An Adaptive Shifted Power Method for Computing Generalized Tensor Eigenpairs

Several tensor eigenpair definitions have been put forth in the past decade, but these can all be unified under generalized tensor eigenpair framework, introduced by Chang, Pearson, and Zhang [J. Math. Anal. Appl., 350 (2009), pp. 416--422]. Given mth-order, n-dimensional real-valued symmetric tensors $${\mathscr{A}}$$ and $$\boldsymbol{\mathscr{B}}$$, the goal is to find $$\lambda \in \mathbb{R}$$ and $$\mathbf{x} \in \mathbb{R}^{n}, \mathbf{x} \neq 0$$ such that $${\mathscr{A}}\mathbf{x}^{m-1} = \lambda {\mathscr{B}}\mathbf{x}^{m-1}$$. Different choices for $${\mathscr{B}}$$ yield different versions of the tensor eigenvalue problem.

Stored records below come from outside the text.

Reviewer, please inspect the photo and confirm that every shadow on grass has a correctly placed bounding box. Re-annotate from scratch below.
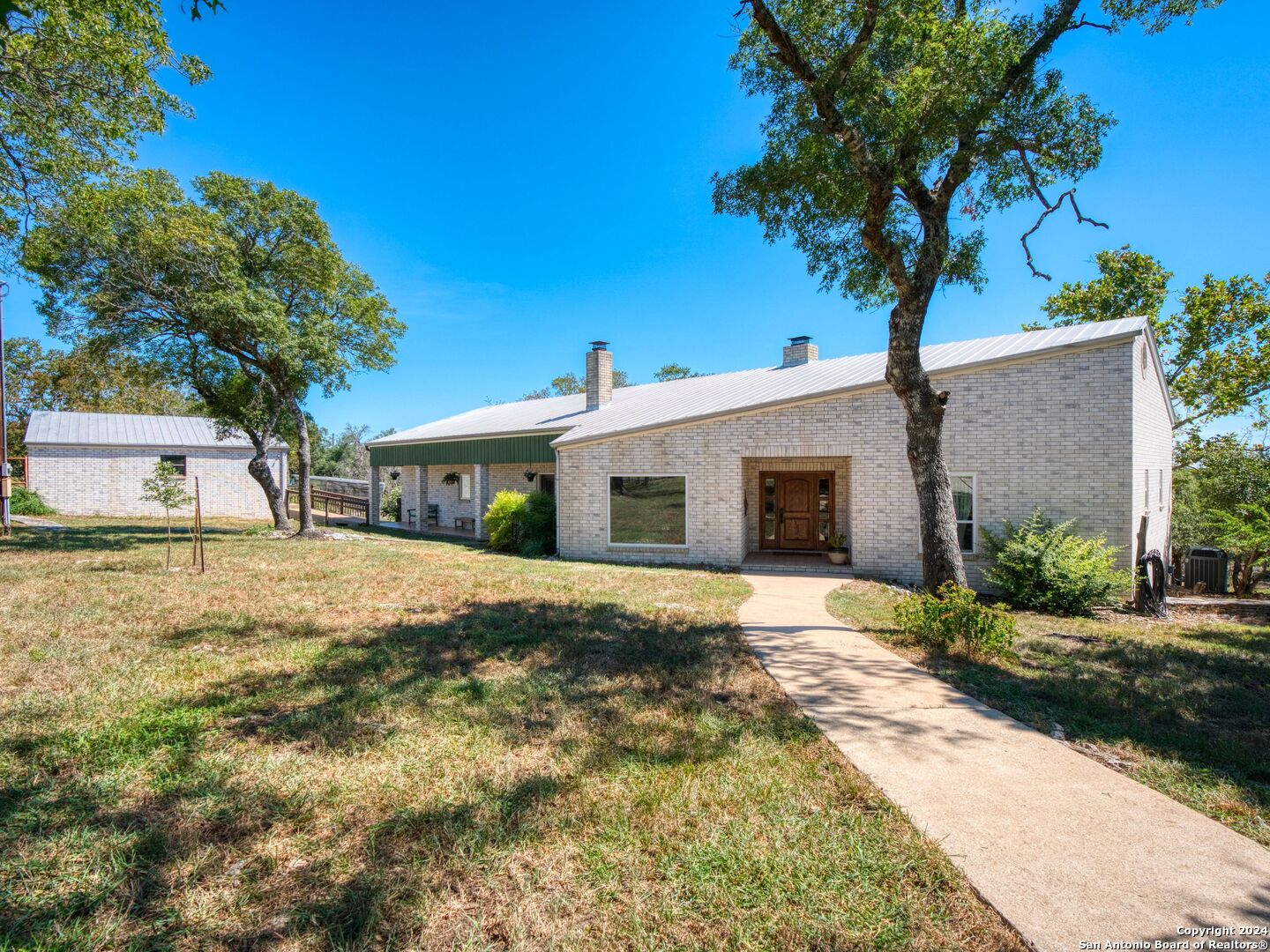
[874,627,1270,792]
[0,600,818,948]
[4,516,243,554]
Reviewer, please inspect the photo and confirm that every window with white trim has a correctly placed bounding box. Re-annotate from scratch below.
[609,475,688,546]
[949,472,975,552]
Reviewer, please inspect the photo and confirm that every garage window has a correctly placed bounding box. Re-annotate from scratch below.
[159,453,185,476]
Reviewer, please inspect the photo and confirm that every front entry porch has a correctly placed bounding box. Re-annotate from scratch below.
[742,456,851,574]
[741,550,856,579]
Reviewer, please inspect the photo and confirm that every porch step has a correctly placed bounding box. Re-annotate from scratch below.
[741,559,857,579]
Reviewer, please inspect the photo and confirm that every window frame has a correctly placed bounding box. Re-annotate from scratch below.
[917,471,979,556]
[159,453,190,479]
[604,472,692,552]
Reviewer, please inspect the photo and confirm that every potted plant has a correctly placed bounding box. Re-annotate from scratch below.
[829,532,851,565]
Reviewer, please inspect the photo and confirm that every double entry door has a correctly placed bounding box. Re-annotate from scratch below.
[758,471,834,550]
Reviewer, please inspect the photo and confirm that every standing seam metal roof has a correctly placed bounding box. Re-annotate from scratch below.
[26,410,287,450]
[369,317,1148,447]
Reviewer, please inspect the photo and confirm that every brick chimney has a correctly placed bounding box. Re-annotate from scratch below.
[586,340,614,410]
[777,334,820,367]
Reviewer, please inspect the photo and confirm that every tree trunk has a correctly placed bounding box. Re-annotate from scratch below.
[246,430,291,532]
[886,294,967,591]
[287,398,318,536]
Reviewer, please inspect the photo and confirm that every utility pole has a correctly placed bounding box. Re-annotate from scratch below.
[0,282,12,539]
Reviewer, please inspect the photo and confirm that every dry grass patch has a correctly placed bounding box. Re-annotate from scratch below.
[0,519,1020,949]
[828,580,1270,846]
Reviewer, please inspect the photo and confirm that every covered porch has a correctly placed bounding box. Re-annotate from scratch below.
[741,456,851,572]
[370,433,557,539]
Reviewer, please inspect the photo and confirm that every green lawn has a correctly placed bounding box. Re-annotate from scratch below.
[828,582,1270,846]
[0,519,1021,949]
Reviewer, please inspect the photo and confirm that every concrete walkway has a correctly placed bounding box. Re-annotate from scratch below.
[741,572,1270,952]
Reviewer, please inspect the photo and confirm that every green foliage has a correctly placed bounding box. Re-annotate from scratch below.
[380,482,401,522]
[23,171,405,529]
[520,370,631,400]
[141,459,194,511]
[9,487,56,516]
[1174,434,1270,595]
[653,361,705,383]
[982,509,1132,614]
[894,582,1016,655]
[1044,245,1270,427]
[520,493,555,559]
[141,459,194,569]
[5,338,202,456]
[0,0,210,265]
[485,488,555,557]
[311,424,396,480]
[713,0,1217,309]
[485,488,528,552]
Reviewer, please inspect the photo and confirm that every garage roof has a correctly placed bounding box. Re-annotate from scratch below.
[26,410,287,450]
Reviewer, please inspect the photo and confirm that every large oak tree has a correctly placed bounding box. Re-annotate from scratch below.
[715,0,1221,586]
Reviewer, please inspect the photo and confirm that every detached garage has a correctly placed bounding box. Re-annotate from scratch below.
[26,410,287,519]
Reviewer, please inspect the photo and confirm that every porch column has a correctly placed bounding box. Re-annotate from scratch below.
[414,465,428,532]
[473,464,489,539]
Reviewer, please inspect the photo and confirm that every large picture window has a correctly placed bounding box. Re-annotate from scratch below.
[609,476,688,546]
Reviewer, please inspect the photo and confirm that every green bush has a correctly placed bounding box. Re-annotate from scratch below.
[895,582,1017,655]
[983,509,1132,614]
[9,487,56,516]
[520,493,555,559]
[485,488,528,552]
[380,482,401,522]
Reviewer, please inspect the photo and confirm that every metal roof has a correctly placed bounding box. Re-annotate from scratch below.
[369,317,1147,447]
[26,410,287,450]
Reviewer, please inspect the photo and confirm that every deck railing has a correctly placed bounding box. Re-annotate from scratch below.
[287,488,370,525]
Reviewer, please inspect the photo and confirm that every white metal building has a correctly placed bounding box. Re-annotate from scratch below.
[26,410,287,519]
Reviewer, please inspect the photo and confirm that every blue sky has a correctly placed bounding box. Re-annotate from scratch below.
[6,0,1270,430]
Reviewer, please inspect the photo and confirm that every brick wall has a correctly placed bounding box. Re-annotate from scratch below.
[557,341,1143,584]
[26,445,286,519]
[395,462,555,528]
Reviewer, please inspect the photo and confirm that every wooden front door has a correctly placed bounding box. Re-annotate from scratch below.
[759,472,833,550]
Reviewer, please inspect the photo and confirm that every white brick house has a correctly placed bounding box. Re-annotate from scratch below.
[26,410,287,519]
[370,318,1172,584]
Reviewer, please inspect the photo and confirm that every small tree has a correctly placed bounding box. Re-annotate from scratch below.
[141,459,194,569]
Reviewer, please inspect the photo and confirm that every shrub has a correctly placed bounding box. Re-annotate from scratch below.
[983,509,1132,614]
[520,493,555,559]
[380,482,401,522]
[485,488,528,552]
[9,487,56,516]
[895,582,1017,655]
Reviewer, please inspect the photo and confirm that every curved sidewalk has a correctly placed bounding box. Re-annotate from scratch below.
[741,572,1270,952]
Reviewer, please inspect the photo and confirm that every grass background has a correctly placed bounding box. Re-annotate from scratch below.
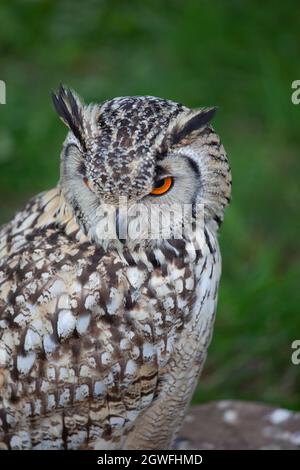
[0,0,300,409]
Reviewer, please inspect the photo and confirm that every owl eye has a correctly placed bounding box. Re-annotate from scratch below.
[150,176,173,196]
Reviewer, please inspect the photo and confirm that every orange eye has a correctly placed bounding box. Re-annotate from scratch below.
[150,176,173,196]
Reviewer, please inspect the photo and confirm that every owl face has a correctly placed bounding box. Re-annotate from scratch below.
[53,87,231,243]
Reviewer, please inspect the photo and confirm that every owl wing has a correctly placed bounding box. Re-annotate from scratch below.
[0,227,164,448]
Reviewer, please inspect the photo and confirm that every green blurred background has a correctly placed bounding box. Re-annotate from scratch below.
[0,0,300,409]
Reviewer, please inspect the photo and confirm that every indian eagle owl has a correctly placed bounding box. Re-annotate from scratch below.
[0,87,231,449]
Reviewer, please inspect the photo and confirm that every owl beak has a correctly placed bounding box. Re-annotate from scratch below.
[116,207,127,245]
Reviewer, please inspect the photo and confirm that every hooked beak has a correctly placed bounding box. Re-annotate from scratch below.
[116,207,127,245]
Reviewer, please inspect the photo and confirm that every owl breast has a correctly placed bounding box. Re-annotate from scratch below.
[0,189,219,448]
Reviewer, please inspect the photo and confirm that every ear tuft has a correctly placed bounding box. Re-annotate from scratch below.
[52,85,85,147]
[172,107,217,145]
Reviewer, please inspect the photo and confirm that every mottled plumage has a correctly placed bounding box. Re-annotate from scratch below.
[0,88,231,449]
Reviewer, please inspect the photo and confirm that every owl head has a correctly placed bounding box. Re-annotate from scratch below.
[53,86,231,243]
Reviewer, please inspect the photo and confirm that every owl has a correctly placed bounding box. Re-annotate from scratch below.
[0,86,231,449]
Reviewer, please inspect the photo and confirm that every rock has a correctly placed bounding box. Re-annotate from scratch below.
[175,400,300,450]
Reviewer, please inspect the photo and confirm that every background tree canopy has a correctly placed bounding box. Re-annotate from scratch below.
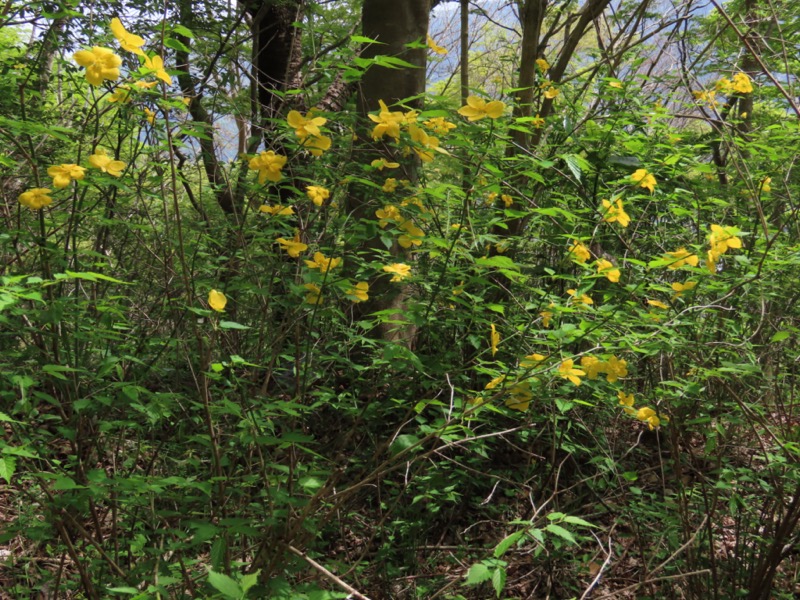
[0,0,800,600]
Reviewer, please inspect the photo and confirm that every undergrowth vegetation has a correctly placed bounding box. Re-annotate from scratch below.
[0,3,800,600]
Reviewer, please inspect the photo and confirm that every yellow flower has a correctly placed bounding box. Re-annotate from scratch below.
[581,356,606,379]
[569,240,592,263]
[558,358,586,385]
[636,407,661,430]
[489,323,500,356]
[458,96,506,121]
[258,204,294,217]
[368,100,406,140]
[505,381,533,411]
[306,185,331,206]
[72,46,122,85]
[664,248,700,270]
[208,290,228,312]
[617,390,636,415]
[428,36,447,54]
[519,353,547,369]
[631,169,656,194]
[375,204,401,229]
[275,234,308,258]
[422,117,456,135]
[672,281,697,298]
[483,375,506,390]
[89,148,125,177]
[303,135,331,157]
[370,158,400,171]
[306,252,342,273]
[597,258,620,283]
[383,263,411,281]
[111,17,144,56]
[303,283,322,304]
[249,150,286,184]
[286,110,328,140]
[708,225,742,256]
[731,73,753,94]
[346,281,369,302]
[18,188,53,210]
[603,198,631,227]
[47,164,86,190]
[567,289,594,305]
[144,54,172,85]
[606,356,628,383]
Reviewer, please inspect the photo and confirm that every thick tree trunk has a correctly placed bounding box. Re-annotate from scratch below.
[348,0,431,344]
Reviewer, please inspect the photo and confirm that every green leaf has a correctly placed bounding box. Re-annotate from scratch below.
[545,523,578,544]
[466,563,492,585]
[492,567,506,598]
[208,569,244,600]
[0,456,17,483]
[494,530,525,558]
[564,517,597,527]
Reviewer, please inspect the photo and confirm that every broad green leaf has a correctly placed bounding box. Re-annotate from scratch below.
[208,569,244,600]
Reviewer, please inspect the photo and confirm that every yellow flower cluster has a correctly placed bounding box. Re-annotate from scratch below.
[581,356,628,383]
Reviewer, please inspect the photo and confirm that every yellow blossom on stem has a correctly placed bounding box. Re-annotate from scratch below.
[345,281,369,302]
[208,290,228,312]
[664,248,700,270]
[110,17,144,56]
[258,204,294,217]
[383,263,411,281]
[306,185,331,206]
[631,169,656,194]
[581,356,606,379]
[275,234,308,258]
[602,198,631,227]
[489,323,500,356]
[72,46,122,85]
[636,407,661,430]
[47,164,86,190]
[558,358,586,385]
[428,35,447,54]
[370,158,400,171]
[519,353,547,369]
[617,390,636,415]
[597,258,620,283]
[672,281,697,298]
[458,96,506,121]
[306,252,342,273]
[89,148,126,177]
[248,150,286,184]
[368,100,406,140]
[18,188,53,210]
[422,117,456,135]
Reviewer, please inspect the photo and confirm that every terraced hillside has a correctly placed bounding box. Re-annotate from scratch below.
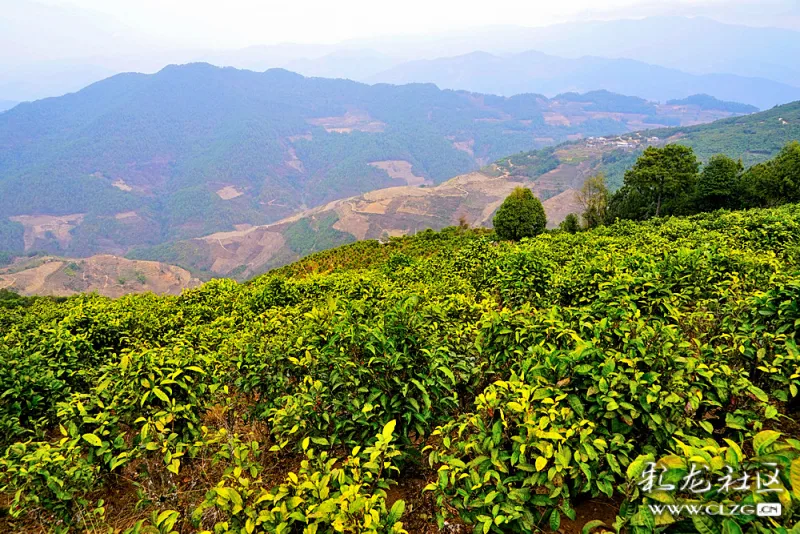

We present our generalized eigenproblem adaptive power (GEAP) method for solving the problem, which is an extension of the shifted symmetric higher-order power method (SS-HOPM) for finding Z-eigenpairs. A major drawback of SS-HOPM is that its performance depended on choosing an appropriate shift, but our GEAP method also includes an adaptive method for choosing the shift automatically.